🤖 AI Summary
Existing stateful FaaS systems for stateful cloud applications struggle to simultaneously achieve low latency and strong consistency—either relaxing transactional strictness or relying on high-overhead external state access and inefficient coordination protocols. This paper introduces the first transactional, stateful function runtime tailored for streaming dataflows, supporting strict serializability and end-to-end exactly-once semantics across arbitrary invocation graph topologies. Key innovations include: (i) a function-level acknowledgment mechanism that dynamically demarcates transaction boundaries; (ii) execution caching and early commit responses to reduce latency; and (iii) a deterministic protocol integrated with a streaming engine, state localization, and lightweight coordination to ensure strong consistency.
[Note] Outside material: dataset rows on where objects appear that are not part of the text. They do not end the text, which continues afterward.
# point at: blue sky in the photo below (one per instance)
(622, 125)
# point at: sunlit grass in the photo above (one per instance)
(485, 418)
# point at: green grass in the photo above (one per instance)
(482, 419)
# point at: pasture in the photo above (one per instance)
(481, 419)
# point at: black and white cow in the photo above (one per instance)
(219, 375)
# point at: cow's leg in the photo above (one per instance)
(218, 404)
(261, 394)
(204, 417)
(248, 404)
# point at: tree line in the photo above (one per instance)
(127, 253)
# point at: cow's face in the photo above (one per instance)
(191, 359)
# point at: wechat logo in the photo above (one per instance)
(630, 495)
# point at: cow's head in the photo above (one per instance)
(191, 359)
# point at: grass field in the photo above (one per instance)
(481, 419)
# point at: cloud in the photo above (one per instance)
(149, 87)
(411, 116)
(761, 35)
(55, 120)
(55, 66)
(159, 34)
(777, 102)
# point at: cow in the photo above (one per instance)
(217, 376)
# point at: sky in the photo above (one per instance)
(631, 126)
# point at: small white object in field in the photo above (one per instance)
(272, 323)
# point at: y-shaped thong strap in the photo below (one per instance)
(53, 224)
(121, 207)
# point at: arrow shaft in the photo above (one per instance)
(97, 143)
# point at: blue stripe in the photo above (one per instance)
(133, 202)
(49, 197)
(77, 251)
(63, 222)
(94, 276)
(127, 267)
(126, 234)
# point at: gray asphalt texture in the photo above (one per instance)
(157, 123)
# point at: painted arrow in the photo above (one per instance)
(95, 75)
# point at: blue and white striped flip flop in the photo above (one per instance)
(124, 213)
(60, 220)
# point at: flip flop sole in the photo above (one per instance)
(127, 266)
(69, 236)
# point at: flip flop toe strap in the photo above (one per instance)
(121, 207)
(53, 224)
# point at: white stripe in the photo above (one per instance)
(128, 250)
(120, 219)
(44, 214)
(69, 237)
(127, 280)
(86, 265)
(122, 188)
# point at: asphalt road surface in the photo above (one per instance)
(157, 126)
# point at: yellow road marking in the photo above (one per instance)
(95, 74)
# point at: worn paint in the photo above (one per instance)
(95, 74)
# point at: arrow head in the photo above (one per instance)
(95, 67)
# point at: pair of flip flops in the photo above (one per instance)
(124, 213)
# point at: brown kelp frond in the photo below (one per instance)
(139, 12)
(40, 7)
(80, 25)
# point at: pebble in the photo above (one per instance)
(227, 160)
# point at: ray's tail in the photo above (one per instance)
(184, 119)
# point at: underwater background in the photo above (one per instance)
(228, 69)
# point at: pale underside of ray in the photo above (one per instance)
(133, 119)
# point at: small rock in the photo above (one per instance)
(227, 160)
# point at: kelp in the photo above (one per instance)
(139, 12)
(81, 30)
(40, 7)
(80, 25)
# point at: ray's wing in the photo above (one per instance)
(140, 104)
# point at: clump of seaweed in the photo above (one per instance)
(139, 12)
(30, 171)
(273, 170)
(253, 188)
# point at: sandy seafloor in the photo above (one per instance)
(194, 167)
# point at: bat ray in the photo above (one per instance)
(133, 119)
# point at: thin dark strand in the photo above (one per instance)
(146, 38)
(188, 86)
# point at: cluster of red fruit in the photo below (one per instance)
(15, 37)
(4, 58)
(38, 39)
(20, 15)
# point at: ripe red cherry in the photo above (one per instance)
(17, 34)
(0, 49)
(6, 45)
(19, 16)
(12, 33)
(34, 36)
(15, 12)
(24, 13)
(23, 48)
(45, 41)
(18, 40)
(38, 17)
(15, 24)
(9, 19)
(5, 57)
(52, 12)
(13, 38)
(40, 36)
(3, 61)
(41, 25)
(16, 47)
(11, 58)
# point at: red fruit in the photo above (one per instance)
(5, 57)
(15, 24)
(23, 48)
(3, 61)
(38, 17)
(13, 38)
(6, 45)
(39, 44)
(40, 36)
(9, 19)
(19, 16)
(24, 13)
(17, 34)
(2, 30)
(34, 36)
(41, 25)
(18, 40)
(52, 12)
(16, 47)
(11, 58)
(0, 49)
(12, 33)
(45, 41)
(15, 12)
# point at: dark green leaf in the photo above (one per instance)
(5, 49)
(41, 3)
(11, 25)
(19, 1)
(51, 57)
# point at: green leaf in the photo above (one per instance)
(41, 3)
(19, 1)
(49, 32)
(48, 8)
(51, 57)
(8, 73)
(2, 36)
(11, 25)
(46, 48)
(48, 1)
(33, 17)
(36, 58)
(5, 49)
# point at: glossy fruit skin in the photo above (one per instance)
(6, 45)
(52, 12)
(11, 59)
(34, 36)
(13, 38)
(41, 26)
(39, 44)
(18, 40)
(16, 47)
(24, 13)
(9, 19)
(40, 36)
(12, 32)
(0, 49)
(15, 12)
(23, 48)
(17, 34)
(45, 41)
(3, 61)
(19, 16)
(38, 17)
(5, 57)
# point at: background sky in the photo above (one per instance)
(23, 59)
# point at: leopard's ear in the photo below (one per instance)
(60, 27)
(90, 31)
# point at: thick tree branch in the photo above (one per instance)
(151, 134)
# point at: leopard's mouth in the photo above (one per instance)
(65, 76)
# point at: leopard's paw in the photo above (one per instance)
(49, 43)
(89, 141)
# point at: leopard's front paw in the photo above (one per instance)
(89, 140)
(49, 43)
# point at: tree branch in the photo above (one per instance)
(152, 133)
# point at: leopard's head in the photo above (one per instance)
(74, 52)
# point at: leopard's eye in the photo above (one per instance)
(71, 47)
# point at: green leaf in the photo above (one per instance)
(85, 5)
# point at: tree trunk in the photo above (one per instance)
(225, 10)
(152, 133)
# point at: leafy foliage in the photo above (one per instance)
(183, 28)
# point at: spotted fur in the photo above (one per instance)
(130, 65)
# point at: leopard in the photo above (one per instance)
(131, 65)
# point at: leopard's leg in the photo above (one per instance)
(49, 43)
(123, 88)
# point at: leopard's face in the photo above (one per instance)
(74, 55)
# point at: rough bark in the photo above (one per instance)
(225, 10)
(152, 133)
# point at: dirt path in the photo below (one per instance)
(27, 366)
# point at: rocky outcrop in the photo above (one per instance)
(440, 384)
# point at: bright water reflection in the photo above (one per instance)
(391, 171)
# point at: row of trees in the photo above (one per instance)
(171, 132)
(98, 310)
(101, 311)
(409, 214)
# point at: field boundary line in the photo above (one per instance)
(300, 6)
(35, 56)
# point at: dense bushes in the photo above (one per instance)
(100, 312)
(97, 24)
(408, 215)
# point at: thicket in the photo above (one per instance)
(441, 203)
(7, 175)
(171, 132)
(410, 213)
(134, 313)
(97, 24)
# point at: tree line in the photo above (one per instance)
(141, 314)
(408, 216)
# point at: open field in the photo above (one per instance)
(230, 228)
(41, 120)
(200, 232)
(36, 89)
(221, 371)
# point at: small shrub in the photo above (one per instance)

Evaluated on YCSB, TPC-C, and Deathstar benchmarks, our system achieves over 10× higher throughput, sub-millisecond latency, and near-linear scalability.
📝 Abstract
Developing stateful cloud applications, such as low-latency workflows and microservices with strict consistency requirements, remains arduous for programmers. The Stateful Functions-as-a-Service (SFaaS) paradigm aims to serve these use cases. However, existing approaches provide weak transactional guarantees or perform expensive external state accesses requiring inefficient transactional protocols that increase execution latency. In this paper, we present Styx, a novel dataflow-based SFaaS runtime that executes serializable transactions consisting of stateful functions that form arbitrary call-graphs with exactly-once guarantees. Styx extends a deterministic transactional protocol by contributing: i) a function acknowledgment scheme to determine transaction boundaries required in SFaaS workloads, ii) a function-execution caching mechanism, and iii) an early-commit reply mechanism that substantially reduces transaction execution latency. Experiments with the YCSB, TPC-C, and Deathstar benchmarks show that Styx outperforms state-of-the-art approaches by achieving at least one order of magnitude higher throughput while exhibiting near-linear scalability and low latency.